After the eighth plague, Pharaoh finally agrees to let the Israelites go worship God in the wilderness, but he wants to know who exactly is going – mi vami hahalkhim (Exodus 10:8). Moshe says:
בִּנְעָרֵ֥ינוּ וּבִזְקֵנֵ֖ינוּ נֵלֵ֑ךְ בְּבָנֵ֨ינוּ וּבִבְנוֹתֵ֜נוּ בְּצֹאנֵ֤נוּ וּבִבְקָרֵ֙נוּ֙ נֵלֵ֔ךְ כִּ֥י חַג ה’ לָֽנוּ׃
With our young and our old we will go; with our sons and our daughters, with our sheep and our cattle we will go, for it is a festival of God for us (Exodus 10:9).
Pharaoh responds: lo khen, not that way, that’s not right. It should be only the gevarim, the full grown men, who go. No one else.

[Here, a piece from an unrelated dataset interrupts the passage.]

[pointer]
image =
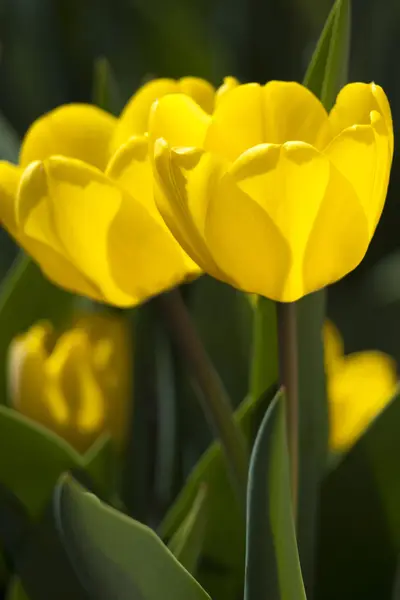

Pharaoh vs God’s Visions of Redemption
I believe there is a deep underlying disagreement here between the divine vision and Pharaoh’s vision of who is included in both divine service and in ultimate redemption. For Pharaon it is only the gevarim, that word for “men” which implies strength, only the strong full grown males, the norm, the ideal. Everyone else is excluded. But for God it is always everyone, all ages, all sexes, both human and animal. While the world often functions along Pharaoh’s lines, preferring some and excluding others, God’s vision of redemption is one of radical inclusivity. We are all gathered up by God.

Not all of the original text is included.